ข้ามไปยังเนื้อหา

Cephalon.Retrieval

เนื้อหานี้ยังไม่ได้แปลเป็นภาษาไทย แสดงเป็นภาษาอังกฤษแทน

Maturity: M3 · Ownership: mixed: application-managed + cephalon-managed · Family: agentics · See audit, matrix.

Cephalon.Retrieval is the baseline technology pack for knowledge retrieval workloads.

  • retrieval options
  • module and registration entry points for the KnowledgeRetrieval technology
  • knowledge collection descriptors, registries, and catalogs
  • knowledge document provider contracts for module-owned source material
  • one Cephalon-managed lexical indexing and query execution baseline
  • index state implementation, freshness calculation, manual reindex execution behind the abstraction-level IKnowledgeIndexer, bounded query execution behind the abstraction-level IKnowledgeQueryEngine, opt-in background reindex scheduling, query counters, and runtime-surface contribution for introspection
  • Configuration/RetrievalOptions.cs
  • Modules/RetrievalModule.cs
  • Registration/RetrievalEngineBuilderExtensions.cs
  • Services/KnowledgeCollectionDescriptor.cs
  • Services/KnowledgeCollectionRegistry.cs
  • Services/KnowledgeCatalog.cs
  • Services/IKnowledgeCollectionContributor.cs
  • Services/IKnowledgeCatalog.cs
  • Services/IKnowledgeDocumentProvider.cs
  • Services/KnowledgeDocument.cs
  • Services/KnowledgeBackgroundReindexHostedService.cs
  • Services/KnowledgeQueryEngine.cs
  • Services/RetrievalRuntimeSurfaceContributor.cs
  • Configuration
  • Modules
  • Registration
  • Services

This pack provides the retrieval-side companion to Cephalon.Agentics. It models knowledge collections as a first-class selectable technology surface instead of embedding retrieval assumptions into the engine.

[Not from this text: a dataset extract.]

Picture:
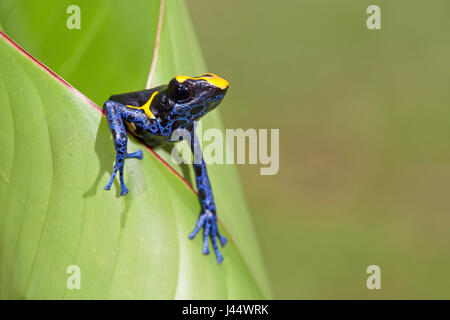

When the KnowledgeRetrieval technology is selected, the pack can now index documents from registered IKnowledgeDocumentProvider services into an in-process lexical index, manually reindex a collection through the abstraction-level IKnowledgeIndexer, opt into an in-process background reindex scheduler, and execute bounded lexical queries through the abstraction-level IKnowledgeQueryEngine. Runtime surfaces report indexingOwnership, queryOwnership, backgroundReindexingOwnership, backgroundReindexingScheduled, provider readiness, latest indexing outcome, document count, query count, freshness state, and background scheduler scope/timing metadata so operators can distinguish an indexed collection from one that is still awaiting-provider, awaiting-index, or intentionally not scheduled.

The read-side index-state contract, manual reindex command seam, and bounded query command seam now live in Cephalon.Abstractions.Retrieval as IKnowledgeIndexCatalog, KnowledgeIndexState, KnowledgeIndexingOutcomes, KnowledgeIndexFreshnessStates, IKnowledgeIndexer, KnowledgeIndexingRequest, KnowledgeIndexingResult, IKnowledgeQueryEngine, KnowledgeQueryRequest, KnowledgeQueryResult, and KnowledgeQueryMatch. Cephalon.Retrieval remains the implementation owner for the managed lexical index and query loop, while Cephalon.Engine and host adapters can expose /engine/knowledge-indexes, /engine/knowledge-indexes/{collectionId}, POST /engine/knowledge-indexes/{collectionId}/queries, POST /engine/knowledge-indexes/{collectionId}/reindex, and snapshot.KnowledgeIndexes without taking a direct dependency on this implementation package.

Background scheduling is opt-in through RetrievalOptions.EnableBackgroundReindexing. When enabled with ingestion, Cephalon.Retrieval registers a generic-host IHostedService that can reindex all registered collections or the configured BackgroundReindexCollectionIds, optionally run once on startup, and repeat at BackgroundReindexIntervalSeconds. Scheduled runs use the same IKnowledgeIndexer path as manual reindexing and record safe scheduler metadata such as trigger, scheduler id, iteration id, collection scope, and interval.

This is intentionally a narrow managed proof. It is useful for low-ceremony documentation, runbook, module-owned knowledge search, host-agnostic bounded query execution, manual operator reindexing, and opt-in in-process freshness scheduling, but it is not yet a vector database, distributed index, durable search cluster, embedding pipeline, reranker, distributed scheduler coordinator, leader-election mechanism, or provider-specific semantic search adapter. Those should land as companion packs or later retrieval slices when they own those paths explicitly.